I pulled both of my eyebrows completely off last night, while I was in bed reading.  Again… they had only have grown back from the previous episode.  This seems to be the usual cycle with me.  I only make it a certain amount of time before doing it all over again.

The area is very sore and tender… it hurt while I was doing it, but I couldn’t stop.
so… it’s back to looking like a cancer patient again.

this has definetely gotten me nervous in regards to the rest of my hair, which I have not begun to grow yet (I’m still waiting for those other spots on the front of my crown to catch up, as they are pretty noticeable, still).   How am I going to leave my hair alone if I can’t leave my eyebrows alone?  =(

I really hope that I can do this….  I’m going to try hard….  I am so tired of not having hair, and feeling self-concious about being bald and a girl…. I’m tired of getting made fun of for not having hair.   I hope that I can do it………

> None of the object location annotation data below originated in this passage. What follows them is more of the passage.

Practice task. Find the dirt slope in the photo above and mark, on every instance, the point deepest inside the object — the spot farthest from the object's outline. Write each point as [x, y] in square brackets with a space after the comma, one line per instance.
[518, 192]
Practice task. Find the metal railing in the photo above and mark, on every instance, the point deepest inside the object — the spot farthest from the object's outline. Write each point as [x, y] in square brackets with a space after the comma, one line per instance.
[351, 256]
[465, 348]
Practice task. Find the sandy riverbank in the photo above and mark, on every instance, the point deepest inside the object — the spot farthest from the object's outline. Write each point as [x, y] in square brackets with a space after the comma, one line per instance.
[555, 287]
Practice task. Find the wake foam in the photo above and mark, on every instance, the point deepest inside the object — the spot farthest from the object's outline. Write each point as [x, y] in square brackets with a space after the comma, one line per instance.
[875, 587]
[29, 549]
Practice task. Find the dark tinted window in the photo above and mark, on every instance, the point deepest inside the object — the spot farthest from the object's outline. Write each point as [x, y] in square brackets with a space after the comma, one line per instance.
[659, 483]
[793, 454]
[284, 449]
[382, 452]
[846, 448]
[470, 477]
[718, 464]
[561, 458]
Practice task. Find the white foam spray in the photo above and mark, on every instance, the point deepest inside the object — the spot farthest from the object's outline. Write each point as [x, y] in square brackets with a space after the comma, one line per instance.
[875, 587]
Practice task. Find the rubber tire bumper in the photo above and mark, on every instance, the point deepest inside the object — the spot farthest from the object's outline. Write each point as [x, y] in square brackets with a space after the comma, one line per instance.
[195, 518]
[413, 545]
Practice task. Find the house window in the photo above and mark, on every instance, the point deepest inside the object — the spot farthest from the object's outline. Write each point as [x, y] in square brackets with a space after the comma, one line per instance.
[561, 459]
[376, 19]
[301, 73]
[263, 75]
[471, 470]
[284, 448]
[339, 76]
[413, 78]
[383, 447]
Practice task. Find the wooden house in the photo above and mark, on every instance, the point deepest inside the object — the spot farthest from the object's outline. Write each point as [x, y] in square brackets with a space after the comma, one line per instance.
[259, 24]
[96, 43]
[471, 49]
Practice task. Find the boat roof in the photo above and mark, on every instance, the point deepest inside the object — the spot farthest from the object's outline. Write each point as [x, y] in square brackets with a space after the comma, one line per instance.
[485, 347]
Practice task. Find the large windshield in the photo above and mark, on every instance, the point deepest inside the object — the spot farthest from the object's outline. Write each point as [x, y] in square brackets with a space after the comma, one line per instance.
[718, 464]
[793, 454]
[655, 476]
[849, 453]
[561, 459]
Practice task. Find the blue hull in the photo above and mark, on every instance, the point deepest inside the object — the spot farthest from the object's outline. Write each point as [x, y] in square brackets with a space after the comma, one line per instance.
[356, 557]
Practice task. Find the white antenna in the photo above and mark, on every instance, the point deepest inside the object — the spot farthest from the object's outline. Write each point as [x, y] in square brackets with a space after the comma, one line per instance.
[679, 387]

and now I just hope that I can leave my eyebrows alone for the next 2 months while they fill in again.   and continue to leave them alone after that.   but… we’ll see…..

sigh

well, the eyebrows had STARTED to grow back…. they were about halfway there…  but I just pulled them while laying here in bed, restless.  I guess bed is the worst place for me…. always has been, really.  That’s where the whole behaviour even began, all those years ago…..
have only pulled a few strands from the crown, but my hair isn’t very long yet.   since the rest of the bald patches are still catching up on the top, I will be keeping it short until those fill in.  Almost time to buzz it again soon.  I do that about every 2 weeks or less.  What a pain.   It has to be done though…. it looks pretty bad if I don’t.

my female co workers were bothering me about it again.  one of them in particular keeps telling me I should grow my hair, I’d look so good with long hair, blah blah.  I really want to tell her to shut the fuck up already.  It really bothers me and I’ve already dismissed her several times now.   This time she brought it up in front of another of the girls I work with and that made it even fuckin worse.  I wish people would just leave me alone.   Why is my fuckin hair so important to them?